A 1968 experiment in cooperative low-income housing near Washington, DC‘s NoMa (North of Massachusetts Avenue) neighborhood will soon be the site of a large redevelopment project. The owners plan to add new apartments and retail while preserving places to live for current residents of the community.
Sursum Corda (Latin for “lift up your hearts”) was built by religious organizations using a federal Housing and Urban Development loan to provide home ownership opportunities for low-income residents.
A series of townhouses surrounded a U-shaped road. This inward focus, the designers hoped, would create a sense of community, but as urban disinvestment set in and crime rates rose amid the crack epidemic in the 1980s, the layout attracted drugs and gangs.

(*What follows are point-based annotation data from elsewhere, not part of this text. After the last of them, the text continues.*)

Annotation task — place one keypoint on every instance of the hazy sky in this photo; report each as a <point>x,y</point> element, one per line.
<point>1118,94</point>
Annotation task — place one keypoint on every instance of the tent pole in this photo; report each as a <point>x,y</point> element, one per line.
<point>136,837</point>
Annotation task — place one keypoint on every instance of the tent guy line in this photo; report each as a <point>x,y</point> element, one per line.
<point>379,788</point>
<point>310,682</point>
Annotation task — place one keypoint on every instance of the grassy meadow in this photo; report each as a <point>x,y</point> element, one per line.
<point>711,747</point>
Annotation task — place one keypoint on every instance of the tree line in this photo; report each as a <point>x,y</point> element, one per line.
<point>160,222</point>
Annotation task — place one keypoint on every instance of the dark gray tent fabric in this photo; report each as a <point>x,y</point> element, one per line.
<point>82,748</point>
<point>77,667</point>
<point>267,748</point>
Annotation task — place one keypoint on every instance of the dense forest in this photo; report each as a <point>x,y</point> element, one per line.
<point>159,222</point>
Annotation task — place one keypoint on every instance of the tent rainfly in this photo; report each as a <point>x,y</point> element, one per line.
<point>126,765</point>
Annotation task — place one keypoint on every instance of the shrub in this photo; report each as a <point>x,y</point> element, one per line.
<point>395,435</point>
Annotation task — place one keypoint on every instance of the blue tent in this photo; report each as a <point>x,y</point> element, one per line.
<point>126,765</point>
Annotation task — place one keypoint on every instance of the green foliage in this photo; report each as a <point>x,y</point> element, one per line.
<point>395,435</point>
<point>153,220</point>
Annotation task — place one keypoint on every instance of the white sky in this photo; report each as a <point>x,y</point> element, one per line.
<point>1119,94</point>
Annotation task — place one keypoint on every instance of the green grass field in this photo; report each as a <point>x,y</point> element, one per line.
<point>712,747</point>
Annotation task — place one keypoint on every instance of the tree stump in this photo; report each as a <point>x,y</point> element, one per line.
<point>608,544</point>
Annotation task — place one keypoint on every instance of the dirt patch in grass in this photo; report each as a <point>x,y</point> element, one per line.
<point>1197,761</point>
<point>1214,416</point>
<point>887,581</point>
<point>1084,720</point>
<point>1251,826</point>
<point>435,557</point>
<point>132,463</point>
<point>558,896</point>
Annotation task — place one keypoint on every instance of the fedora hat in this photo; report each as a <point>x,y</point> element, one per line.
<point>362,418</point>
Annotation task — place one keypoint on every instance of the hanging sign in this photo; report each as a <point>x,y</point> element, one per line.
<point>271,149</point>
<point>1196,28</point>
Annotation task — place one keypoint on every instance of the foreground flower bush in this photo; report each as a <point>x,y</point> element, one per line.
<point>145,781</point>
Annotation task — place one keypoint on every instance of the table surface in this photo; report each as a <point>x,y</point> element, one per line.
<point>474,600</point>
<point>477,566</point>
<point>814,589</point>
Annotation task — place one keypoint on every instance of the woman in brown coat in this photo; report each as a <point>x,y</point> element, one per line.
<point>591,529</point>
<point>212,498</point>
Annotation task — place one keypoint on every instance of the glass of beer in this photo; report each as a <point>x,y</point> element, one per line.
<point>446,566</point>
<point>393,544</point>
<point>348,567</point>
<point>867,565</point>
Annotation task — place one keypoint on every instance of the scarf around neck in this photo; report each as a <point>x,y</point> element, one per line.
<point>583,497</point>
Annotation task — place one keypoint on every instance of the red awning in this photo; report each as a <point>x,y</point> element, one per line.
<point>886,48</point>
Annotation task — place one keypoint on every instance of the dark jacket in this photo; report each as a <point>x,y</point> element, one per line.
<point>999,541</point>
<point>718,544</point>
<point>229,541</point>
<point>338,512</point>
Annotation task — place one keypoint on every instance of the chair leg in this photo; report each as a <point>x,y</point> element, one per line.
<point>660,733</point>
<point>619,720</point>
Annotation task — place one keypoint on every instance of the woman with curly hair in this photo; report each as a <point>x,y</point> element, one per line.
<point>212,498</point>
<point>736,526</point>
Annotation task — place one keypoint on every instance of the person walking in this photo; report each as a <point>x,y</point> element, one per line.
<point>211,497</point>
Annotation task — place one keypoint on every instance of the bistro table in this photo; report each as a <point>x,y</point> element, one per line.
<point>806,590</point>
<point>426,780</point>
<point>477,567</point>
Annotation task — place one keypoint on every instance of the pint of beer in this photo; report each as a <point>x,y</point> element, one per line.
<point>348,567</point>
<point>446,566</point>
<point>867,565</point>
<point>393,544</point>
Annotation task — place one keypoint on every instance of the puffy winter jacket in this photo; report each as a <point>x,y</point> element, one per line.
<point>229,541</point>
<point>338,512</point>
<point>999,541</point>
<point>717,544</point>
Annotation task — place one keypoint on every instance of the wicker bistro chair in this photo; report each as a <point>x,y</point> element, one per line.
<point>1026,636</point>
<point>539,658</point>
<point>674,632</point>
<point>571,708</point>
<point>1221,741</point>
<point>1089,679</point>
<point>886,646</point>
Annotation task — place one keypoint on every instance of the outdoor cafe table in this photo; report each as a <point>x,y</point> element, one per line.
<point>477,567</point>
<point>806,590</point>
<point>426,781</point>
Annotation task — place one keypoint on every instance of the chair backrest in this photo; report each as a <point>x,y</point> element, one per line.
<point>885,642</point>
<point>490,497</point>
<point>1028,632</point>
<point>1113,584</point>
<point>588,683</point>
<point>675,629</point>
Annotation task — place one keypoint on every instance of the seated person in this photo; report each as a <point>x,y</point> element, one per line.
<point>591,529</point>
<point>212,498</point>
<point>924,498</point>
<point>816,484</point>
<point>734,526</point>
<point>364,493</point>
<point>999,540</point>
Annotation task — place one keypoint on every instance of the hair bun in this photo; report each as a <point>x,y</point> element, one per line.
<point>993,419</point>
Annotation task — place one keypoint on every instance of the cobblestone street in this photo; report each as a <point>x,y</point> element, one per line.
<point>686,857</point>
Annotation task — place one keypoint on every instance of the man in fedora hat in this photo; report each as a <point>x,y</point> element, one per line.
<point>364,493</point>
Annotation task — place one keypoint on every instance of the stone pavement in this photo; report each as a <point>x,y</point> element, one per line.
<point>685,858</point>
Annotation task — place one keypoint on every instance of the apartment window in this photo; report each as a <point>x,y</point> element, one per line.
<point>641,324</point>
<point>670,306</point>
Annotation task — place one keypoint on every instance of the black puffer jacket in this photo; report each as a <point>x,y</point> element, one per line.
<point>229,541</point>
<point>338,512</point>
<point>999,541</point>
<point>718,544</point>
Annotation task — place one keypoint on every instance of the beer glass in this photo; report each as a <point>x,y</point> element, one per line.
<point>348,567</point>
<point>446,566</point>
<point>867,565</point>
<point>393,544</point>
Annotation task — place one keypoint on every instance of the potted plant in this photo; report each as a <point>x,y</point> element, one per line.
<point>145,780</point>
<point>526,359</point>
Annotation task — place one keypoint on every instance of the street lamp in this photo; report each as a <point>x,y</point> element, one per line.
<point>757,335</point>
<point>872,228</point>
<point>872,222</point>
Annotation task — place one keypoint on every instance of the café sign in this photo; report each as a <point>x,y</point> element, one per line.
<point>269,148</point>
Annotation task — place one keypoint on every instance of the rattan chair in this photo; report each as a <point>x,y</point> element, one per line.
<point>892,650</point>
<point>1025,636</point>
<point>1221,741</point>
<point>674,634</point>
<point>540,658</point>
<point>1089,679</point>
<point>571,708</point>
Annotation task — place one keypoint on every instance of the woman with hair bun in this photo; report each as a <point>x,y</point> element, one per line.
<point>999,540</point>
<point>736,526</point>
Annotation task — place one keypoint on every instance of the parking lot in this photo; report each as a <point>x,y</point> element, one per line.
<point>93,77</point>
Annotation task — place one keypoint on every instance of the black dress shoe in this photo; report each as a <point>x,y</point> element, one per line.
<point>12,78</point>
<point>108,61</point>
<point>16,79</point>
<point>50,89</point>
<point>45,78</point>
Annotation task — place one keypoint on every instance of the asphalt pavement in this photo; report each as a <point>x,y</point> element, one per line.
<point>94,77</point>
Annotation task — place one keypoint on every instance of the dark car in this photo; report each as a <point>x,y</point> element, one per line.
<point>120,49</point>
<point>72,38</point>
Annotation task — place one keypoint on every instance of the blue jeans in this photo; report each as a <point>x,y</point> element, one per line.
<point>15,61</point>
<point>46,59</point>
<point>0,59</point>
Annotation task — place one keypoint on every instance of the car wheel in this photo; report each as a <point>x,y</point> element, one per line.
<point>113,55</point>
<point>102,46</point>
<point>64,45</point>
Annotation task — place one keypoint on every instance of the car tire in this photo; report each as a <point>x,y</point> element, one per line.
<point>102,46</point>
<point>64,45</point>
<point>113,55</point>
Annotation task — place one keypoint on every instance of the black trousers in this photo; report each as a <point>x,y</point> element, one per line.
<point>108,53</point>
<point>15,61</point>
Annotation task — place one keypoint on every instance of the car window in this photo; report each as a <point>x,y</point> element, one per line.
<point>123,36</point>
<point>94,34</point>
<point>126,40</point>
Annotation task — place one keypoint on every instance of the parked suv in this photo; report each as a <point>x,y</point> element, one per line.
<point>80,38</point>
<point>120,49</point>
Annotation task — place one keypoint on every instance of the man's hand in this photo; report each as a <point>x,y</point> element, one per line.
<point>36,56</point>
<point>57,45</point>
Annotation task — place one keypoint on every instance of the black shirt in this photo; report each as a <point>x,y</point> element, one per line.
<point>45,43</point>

This project will be the latest in a string of redevelopments of public housing. The US approach to low-income housing in much of the mid-twentieth century was through large-scale “projects” that concentrated low-income residents in complexes, usually not mixed-use, often fenced in a way that cut the complex off from the general public space of the city.
Local housing authorities often also did not maintain this housing very well, and with decades having passed, a lot of it is in bad shape.
Lower-density complexes like Sursum Corda now represent an opportunity, as the market could support many more units of housing in the same space.
Therefore, at least in theory, one could redevelop the site to replace decaying housing with new housing. New market-rate housing could fund the project but still keep all of the low-income units and let current residents move back.